Early baskets were probably much like those found in the farms of highland regions until the second half of the twentieth century. ‘Frame’ baskets were constructed with wild materials on simple but time-consuming principles, and in these areas basketmaking mostly remained a seasonal job reserved for the dark days of winter. In lowland Britain the weaving of willow, using different techniques, developed into a profession and ultimately a sizeable industry.

The number of craftsmen employed and the output of their labours must have been immense, but such are the temporary nature of willow and the humble status of the basketmaker that the evidence of the scale of production has all but disappeared. In practically every instance where today one needs cardboard, plastic or plywood for packing material, two hundred years ago this need would have been met by wickerwork. Fruit and vegetables were gathered from the fields into baskets; fish, poultry and dairy produce were all packed into wicker for the journey to the town markets. Jobs requiring the transport of bulky materials such as manure or rubble needed baskets, and not only were rural items such as animal muzzles, bird traps and beer strainers made of willow, but so were the travelling trunks, hat boxes and umbrella holders of the well-to-do.
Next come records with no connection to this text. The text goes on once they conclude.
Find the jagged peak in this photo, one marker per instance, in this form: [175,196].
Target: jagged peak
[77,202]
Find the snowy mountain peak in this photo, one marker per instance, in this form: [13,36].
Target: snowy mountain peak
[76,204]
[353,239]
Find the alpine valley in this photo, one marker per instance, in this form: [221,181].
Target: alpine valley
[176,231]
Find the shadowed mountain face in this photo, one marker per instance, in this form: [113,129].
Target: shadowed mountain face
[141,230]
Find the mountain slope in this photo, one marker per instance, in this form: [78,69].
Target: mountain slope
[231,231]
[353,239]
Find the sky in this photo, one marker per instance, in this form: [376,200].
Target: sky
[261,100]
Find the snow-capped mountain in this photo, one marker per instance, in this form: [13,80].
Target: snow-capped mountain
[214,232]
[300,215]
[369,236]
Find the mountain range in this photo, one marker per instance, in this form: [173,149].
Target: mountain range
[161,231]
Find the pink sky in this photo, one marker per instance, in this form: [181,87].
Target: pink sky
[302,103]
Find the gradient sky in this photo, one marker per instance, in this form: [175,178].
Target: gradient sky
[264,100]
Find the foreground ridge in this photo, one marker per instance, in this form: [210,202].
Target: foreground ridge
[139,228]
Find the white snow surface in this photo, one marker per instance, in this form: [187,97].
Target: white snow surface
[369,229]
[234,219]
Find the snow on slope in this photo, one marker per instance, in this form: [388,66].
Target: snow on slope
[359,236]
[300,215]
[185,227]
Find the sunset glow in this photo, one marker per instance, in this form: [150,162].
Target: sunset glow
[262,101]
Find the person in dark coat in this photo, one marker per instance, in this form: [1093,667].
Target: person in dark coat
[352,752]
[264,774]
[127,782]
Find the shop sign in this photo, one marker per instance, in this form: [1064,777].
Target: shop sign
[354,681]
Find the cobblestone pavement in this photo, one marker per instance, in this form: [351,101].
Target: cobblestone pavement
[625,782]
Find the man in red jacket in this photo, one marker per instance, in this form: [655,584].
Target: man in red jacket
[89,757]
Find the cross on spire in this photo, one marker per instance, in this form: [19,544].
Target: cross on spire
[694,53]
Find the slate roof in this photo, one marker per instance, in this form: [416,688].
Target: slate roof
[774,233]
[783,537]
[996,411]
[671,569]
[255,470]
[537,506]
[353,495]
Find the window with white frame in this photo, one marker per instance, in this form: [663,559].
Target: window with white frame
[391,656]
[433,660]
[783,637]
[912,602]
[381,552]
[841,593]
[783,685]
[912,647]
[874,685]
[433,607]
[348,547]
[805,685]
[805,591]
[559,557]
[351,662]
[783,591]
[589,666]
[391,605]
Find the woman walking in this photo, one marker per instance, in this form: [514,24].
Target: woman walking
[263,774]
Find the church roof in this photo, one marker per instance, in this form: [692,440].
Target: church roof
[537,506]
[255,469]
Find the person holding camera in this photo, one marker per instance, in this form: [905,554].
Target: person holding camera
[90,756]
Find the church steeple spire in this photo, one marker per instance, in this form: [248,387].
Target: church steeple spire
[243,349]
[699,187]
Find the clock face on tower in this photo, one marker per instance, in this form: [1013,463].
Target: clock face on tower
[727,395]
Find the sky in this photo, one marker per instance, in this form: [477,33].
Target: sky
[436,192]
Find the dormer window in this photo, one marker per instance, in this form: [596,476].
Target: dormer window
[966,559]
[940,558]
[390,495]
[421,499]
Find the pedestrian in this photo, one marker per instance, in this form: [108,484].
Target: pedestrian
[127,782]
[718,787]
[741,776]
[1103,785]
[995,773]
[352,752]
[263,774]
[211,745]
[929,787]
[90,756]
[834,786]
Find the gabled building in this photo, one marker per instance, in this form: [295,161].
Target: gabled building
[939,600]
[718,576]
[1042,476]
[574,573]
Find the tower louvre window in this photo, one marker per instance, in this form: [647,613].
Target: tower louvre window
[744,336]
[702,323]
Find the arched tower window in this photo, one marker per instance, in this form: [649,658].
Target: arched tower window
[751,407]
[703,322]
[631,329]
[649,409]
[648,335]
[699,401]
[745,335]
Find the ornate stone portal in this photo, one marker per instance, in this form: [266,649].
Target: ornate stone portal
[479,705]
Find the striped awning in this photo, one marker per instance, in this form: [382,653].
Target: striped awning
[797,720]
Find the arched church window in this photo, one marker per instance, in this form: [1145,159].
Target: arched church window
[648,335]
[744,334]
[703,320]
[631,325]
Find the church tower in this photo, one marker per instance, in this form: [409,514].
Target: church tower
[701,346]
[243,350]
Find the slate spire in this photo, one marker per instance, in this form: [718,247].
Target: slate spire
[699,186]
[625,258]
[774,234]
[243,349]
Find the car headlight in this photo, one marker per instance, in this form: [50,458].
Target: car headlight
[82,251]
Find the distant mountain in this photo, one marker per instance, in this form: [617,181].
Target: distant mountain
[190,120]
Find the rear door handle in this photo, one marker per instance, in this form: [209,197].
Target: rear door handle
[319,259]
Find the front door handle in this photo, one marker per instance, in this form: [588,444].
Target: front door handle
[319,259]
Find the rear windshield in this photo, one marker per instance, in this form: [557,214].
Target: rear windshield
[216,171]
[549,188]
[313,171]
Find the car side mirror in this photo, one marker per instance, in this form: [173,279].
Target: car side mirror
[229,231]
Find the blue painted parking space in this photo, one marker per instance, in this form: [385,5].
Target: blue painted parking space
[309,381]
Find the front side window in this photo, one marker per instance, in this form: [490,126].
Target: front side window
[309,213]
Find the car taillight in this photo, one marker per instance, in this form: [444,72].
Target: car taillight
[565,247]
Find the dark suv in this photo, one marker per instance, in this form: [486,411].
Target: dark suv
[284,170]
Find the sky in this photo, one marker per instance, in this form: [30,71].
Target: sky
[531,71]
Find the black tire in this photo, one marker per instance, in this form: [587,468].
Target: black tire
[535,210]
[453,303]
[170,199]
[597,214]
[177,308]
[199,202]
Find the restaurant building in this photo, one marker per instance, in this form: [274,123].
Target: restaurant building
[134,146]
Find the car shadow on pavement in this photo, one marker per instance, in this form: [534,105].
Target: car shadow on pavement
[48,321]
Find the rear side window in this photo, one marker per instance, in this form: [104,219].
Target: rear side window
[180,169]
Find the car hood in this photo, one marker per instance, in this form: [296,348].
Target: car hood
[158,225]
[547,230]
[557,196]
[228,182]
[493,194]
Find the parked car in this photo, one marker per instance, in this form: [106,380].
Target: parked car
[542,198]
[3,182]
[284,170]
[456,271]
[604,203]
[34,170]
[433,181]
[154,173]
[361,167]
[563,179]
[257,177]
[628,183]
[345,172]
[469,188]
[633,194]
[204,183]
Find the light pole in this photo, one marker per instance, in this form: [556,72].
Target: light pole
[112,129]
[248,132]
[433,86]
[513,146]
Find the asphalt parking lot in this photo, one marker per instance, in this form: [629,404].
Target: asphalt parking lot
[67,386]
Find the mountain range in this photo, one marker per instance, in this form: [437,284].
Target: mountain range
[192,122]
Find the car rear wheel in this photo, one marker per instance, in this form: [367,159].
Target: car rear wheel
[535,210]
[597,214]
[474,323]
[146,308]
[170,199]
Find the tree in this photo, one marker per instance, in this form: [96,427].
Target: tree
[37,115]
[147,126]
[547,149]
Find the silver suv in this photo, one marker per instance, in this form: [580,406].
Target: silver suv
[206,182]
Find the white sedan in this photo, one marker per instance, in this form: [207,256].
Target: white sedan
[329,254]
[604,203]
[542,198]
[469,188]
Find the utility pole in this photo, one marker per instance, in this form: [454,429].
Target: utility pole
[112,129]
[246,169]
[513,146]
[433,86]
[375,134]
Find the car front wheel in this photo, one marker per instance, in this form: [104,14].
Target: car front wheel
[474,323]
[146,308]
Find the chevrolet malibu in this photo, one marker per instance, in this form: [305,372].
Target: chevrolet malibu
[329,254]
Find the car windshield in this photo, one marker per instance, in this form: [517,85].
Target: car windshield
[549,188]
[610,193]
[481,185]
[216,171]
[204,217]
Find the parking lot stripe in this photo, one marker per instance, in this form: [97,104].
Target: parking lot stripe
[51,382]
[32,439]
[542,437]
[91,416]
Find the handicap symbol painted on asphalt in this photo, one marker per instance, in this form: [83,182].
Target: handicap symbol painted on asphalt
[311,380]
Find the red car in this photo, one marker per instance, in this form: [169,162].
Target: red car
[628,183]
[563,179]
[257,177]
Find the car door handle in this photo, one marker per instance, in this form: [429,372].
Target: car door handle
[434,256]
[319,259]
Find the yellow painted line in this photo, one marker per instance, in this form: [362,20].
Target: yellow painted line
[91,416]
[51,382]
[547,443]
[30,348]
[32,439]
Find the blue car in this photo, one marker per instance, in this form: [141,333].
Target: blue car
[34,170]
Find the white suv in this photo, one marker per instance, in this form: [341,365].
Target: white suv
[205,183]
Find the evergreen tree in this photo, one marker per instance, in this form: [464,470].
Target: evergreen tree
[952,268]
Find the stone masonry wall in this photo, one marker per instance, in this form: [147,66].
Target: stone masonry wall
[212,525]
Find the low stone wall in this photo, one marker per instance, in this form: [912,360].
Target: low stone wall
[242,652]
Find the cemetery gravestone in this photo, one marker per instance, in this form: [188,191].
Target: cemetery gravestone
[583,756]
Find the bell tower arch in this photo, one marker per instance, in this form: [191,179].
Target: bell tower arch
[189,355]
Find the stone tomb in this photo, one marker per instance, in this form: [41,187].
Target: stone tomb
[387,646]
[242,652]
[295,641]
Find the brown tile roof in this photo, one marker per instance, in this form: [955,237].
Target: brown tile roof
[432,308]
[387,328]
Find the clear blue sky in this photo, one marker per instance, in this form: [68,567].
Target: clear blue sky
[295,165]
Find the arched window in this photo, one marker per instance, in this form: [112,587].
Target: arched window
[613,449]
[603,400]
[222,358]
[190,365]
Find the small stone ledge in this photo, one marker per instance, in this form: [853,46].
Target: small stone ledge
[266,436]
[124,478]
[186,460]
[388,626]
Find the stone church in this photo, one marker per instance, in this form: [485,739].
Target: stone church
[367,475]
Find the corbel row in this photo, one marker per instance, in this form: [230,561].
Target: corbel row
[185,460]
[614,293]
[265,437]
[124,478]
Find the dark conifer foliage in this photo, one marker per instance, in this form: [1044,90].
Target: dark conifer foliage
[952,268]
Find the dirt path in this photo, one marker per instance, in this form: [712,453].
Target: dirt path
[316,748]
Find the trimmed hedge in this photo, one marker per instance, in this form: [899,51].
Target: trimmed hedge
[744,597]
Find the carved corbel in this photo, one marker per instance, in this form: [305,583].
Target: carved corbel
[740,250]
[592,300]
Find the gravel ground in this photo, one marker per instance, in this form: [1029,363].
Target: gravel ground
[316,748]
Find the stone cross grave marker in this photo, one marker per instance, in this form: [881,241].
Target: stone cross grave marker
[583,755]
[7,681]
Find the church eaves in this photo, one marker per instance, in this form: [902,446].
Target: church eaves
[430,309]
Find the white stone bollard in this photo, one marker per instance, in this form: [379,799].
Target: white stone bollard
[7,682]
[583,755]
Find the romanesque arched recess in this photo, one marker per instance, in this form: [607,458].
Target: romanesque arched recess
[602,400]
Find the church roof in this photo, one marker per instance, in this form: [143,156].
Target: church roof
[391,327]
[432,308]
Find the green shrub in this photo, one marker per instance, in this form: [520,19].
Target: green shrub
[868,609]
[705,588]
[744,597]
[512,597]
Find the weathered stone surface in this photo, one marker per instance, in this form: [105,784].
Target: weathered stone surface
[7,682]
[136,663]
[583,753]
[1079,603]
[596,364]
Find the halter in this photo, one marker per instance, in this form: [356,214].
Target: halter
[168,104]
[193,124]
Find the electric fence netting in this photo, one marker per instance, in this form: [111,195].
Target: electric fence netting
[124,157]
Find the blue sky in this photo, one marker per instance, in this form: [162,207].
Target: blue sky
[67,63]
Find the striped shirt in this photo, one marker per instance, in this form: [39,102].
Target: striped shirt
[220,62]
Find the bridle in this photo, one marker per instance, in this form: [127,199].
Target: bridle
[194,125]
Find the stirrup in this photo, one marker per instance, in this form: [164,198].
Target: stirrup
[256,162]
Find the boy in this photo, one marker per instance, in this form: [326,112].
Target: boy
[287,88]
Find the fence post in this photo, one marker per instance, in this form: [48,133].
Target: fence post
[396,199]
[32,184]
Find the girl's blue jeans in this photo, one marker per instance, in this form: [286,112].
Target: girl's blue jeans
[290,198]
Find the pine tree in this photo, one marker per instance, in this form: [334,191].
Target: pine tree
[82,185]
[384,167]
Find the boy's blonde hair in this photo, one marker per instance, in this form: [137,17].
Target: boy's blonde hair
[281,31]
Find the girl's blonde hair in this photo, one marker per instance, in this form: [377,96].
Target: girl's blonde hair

The distribution of workshops depended on local demand and favourable conditions for growing willows. In certain counties these factors combined to create a concentration of makers, often within a small area of several villages. At the beginning of the twentieth century East Anglia and the East Midlands, the plain of York, Worcestershire, Gloucestershire, Kent, Bedfordshire and the Thames Valley supported a fair number of country workshops, making for the most part simple agricultural baskets. A greater variety of produce was to be found in the important centres of Lancashire, Somerset and the Trent Valley (Nottinghamshire and Leicestershire), while the largest and most sophisticated workshops were found in the towns.

Guilds of basketmakers were formed. Records show that the Worshipful Company of Basketmakers of the City of London was established before 1469. This company was eventually granted a royal charter by George VI in 1937, but by then its old responsibilities had long since been taken on by the trade unions.

Decline of the basket trade has continued throughout the twentieth century for many economic reasons. An economy in which time has much value and quality very little has no place for a durable product that is extremely labour-intensive. Moreover, where the use of wicker has still been viable, the cheapness of foreign labour has often led to basket importation. British basketmakers, as members of an industrially advanced country, started to experience the undermining of their trade in the second half of the nineteenth century. Imports from the Netherlands, Germany and France severely affected the makers of agricultural work up to 1939. Wartime renewed the demand for baskets but since then competition in the domestic market has continued from the products of Spain, Eastern Bloc countries such as Poland, and the Far East. Consequently between 1945 and 1980 the number of ‘twiggies’ (as some makers call themselves) fell from seven thousand to about five hundred, of whom two hundred were blind and working under subsidised conditions.

The New Craftsmen

Today, accomplished basketmakers are few. The blind workshops still produce articles of a robust nature superior in strength to importations, although not necessarily very refined. In comparison many other makers, in attempts to beat importation on the same ground, have taken short cuts and generally lost the merits and quality of traditional willow work.